Friday, April 4, 2008

MLK Jr. haiku


now forty years on
still spring weeps poverty, war
King is dead and gone






Wednesday, April 2, 2008

blind white

blind white, not descending fog,
manufacturing murky mess,
but melting snow
caught upward
dissipating
mid-solid
on way
to liquid
not nearly
vapor


(cc) Karen G. Johnston

Tuesday, April 1, 2008

The Poet in Time of War

…except that blood tends to obliterate words.

(The Poem in Time of War by Sherman Pearl)

Visiting from out of town

a local overhears

the reason I am here.

She asks so you’re a poet?


This statement never fails to stymie me.


I do my best to respond,

eeking out the correct gradient of humility.

Unimpressed with my self-involved stammer

she generously remarks

but everyone’s a poet, right?


I know the polite reply

is benevolent laugh,

easy approval

of this naive truism.


I don’t buy it.


Hitler may very well have written

love poems to Eva Braun,

precise in meter, correct Germanic syntax,

but that does not him a poet make.


Radovan Karadžić was published –

children’s poetry no less!

Not so good, I hear, but that matters little.

If there were an exclusive society of poets

he could be safely drummed out.


Though the poet’s tool

is pithy word use,

Dick Cheney’s retorts,

no matter how

pared past essentials,

could never

ever

constitute a poetic

element.


What then is a poet?

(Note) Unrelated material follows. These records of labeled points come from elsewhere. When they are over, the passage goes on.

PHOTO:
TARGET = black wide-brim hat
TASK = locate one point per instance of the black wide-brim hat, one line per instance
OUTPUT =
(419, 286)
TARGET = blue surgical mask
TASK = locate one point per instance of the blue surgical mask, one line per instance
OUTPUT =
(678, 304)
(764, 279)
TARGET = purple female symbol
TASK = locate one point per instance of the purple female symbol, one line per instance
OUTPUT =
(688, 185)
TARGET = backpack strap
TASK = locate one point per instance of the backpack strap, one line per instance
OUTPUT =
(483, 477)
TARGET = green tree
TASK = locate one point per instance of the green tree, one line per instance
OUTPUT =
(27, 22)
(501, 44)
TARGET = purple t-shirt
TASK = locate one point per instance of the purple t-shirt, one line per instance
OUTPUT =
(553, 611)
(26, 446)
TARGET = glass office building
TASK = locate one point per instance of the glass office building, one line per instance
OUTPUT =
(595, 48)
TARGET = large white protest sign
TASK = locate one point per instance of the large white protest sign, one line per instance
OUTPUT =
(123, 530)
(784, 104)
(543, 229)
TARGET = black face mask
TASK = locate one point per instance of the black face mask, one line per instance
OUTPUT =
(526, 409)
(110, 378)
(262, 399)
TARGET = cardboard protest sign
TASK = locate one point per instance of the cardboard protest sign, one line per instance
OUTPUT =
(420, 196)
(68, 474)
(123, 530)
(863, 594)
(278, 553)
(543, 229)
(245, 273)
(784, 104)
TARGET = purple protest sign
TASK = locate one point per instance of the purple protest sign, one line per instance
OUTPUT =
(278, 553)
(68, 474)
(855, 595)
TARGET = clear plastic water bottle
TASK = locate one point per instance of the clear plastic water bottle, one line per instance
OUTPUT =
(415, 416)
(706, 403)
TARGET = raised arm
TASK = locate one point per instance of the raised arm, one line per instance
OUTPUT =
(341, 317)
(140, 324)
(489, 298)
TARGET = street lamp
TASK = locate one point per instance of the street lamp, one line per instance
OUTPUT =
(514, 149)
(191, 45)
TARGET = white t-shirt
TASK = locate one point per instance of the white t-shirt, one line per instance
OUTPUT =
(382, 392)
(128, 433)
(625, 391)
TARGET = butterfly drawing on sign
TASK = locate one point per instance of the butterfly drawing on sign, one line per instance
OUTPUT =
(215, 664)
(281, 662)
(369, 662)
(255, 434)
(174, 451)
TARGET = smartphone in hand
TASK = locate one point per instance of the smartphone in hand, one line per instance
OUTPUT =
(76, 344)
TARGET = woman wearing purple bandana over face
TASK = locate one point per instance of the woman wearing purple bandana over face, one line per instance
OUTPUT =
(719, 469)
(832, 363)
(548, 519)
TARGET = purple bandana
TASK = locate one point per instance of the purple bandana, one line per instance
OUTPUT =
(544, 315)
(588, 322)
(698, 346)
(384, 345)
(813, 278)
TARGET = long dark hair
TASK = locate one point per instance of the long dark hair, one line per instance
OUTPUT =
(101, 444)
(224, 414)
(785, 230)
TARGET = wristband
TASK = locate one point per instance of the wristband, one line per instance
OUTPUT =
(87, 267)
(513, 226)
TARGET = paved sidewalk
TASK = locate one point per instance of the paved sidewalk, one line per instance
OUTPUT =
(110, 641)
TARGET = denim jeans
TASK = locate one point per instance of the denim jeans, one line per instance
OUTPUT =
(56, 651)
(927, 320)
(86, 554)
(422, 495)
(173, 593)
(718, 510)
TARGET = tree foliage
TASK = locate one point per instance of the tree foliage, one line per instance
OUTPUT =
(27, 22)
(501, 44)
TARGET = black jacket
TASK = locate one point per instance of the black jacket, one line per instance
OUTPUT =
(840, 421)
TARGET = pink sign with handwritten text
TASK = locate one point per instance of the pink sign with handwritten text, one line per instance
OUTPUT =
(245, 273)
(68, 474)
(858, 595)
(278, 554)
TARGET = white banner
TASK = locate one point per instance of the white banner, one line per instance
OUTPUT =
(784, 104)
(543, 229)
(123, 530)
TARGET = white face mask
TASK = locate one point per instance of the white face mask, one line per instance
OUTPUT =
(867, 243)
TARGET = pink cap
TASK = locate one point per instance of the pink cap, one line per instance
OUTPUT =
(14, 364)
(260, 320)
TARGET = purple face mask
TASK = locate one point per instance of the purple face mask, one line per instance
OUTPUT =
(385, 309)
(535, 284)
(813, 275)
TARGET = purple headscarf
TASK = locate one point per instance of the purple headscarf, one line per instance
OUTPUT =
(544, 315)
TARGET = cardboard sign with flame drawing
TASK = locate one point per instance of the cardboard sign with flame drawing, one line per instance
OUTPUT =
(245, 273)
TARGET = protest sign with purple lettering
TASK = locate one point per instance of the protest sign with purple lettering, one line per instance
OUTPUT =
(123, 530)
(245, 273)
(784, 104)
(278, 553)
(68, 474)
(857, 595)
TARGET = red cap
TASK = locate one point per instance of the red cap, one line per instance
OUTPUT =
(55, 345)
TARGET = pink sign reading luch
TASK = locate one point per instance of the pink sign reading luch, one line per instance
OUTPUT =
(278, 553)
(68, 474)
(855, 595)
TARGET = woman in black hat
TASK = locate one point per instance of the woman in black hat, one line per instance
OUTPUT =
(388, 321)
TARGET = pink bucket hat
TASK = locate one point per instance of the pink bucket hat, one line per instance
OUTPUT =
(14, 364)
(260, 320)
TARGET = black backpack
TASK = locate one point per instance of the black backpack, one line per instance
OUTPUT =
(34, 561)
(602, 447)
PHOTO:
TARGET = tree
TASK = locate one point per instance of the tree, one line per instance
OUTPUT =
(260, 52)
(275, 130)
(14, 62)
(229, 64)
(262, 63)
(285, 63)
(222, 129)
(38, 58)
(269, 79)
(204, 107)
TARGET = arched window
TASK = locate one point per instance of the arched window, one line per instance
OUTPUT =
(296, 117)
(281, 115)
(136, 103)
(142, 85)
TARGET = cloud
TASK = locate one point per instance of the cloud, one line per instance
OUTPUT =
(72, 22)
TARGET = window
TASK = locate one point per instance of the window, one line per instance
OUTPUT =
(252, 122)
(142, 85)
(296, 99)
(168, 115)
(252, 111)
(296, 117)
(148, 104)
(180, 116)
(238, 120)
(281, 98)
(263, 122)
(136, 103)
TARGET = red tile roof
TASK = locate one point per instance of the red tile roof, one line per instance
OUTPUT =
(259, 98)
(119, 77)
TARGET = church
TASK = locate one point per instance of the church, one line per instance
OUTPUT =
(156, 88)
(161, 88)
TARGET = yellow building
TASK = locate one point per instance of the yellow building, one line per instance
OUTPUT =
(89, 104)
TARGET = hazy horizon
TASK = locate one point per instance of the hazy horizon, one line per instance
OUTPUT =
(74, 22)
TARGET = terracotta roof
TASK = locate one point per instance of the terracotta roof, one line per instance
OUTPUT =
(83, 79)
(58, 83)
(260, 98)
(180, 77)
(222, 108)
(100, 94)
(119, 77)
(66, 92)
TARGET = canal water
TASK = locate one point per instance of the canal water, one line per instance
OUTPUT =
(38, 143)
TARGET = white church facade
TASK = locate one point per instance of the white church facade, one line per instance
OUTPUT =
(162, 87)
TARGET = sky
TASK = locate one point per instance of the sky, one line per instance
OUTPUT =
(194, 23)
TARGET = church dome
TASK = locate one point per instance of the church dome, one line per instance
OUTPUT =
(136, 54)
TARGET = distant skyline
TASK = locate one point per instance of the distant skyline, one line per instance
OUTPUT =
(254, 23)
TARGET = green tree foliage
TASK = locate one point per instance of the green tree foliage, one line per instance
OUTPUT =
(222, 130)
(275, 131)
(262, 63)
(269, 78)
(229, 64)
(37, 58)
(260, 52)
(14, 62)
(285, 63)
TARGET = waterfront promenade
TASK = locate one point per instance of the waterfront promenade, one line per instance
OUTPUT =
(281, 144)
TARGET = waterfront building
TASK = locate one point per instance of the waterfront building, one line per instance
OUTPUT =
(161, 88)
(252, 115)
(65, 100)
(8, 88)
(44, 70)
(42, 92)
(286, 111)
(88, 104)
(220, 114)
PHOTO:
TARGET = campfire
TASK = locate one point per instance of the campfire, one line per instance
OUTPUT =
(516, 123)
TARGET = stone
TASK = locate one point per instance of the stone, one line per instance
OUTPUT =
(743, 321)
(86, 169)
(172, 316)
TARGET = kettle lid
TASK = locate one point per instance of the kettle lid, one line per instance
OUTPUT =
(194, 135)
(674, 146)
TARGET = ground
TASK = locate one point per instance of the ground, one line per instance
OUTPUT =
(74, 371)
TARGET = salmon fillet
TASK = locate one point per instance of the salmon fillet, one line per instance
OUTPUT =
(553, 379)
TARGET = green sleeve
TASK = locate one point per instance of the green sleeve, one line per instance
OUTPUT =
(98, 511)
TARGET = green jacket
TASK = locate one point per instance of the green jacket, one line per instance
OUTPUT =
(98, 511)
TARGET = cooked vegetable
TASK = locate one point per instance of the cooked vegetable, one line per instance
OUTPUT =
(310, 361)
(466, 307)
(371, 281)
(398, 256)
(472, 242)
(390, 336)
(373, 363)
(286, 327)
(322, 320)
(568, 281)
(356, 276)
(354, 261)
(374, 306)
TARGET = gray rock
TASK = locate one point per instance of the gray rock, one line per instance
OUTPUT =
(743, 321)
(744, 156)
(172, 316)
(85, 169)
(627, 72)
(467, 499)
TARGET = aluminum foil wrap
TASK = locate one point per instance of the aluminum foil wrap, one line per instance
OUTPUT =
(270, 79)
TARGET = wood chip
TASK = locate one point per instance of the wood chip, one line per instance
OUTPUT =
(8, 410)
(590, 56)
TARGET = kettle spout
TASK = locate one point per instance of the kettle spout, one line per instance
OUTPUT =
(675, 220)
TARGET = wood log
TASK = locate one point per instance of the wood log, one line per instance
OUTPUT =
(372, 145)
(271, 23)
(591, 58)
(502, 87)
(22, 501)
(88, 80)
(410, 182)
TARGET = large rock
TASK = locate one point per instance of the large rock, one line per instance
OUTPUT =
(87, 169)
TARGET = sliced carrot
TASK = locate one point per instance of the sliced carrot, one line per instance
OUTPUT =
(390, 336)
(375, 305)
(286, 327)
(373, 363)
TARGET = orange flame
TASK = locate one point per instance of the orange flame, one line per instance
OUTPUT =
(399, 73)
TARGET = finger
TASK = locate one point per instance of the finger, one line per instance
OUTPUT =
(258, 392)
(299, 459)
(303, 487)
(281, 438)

What then is a poem?

Sherman Pearl says it is a brief on behalf of the living,

a paper megaphone for the voices of the dead.


I say a poet draws a line

with words & images & metaphors,

simile thrown in for good measure.

I say a poet creates possibility

with repetition, alliteration, rhythm.


A poet places a flower

in the rifle’s barrel.

Poets do not waterboard.

Some have been & always will be

soliders in war, but they do not wage war,

they do not rage war.

A poet whispers, states, screams

No more!

Never again!

Not in our name!

A poet may not always use facts,

but always tells the truth.[1]


Poets craft word, after word, after chain of words,

as we step into night seeping around us,

our hearts pulsing crimson fists.


Poets offer what we have. No more, no less.

With uncertainty, out of dire need and with every intention

that no more blood flow in the streets,

that no more words be obliterated.





[1] A quote attributed to Maya Angelou.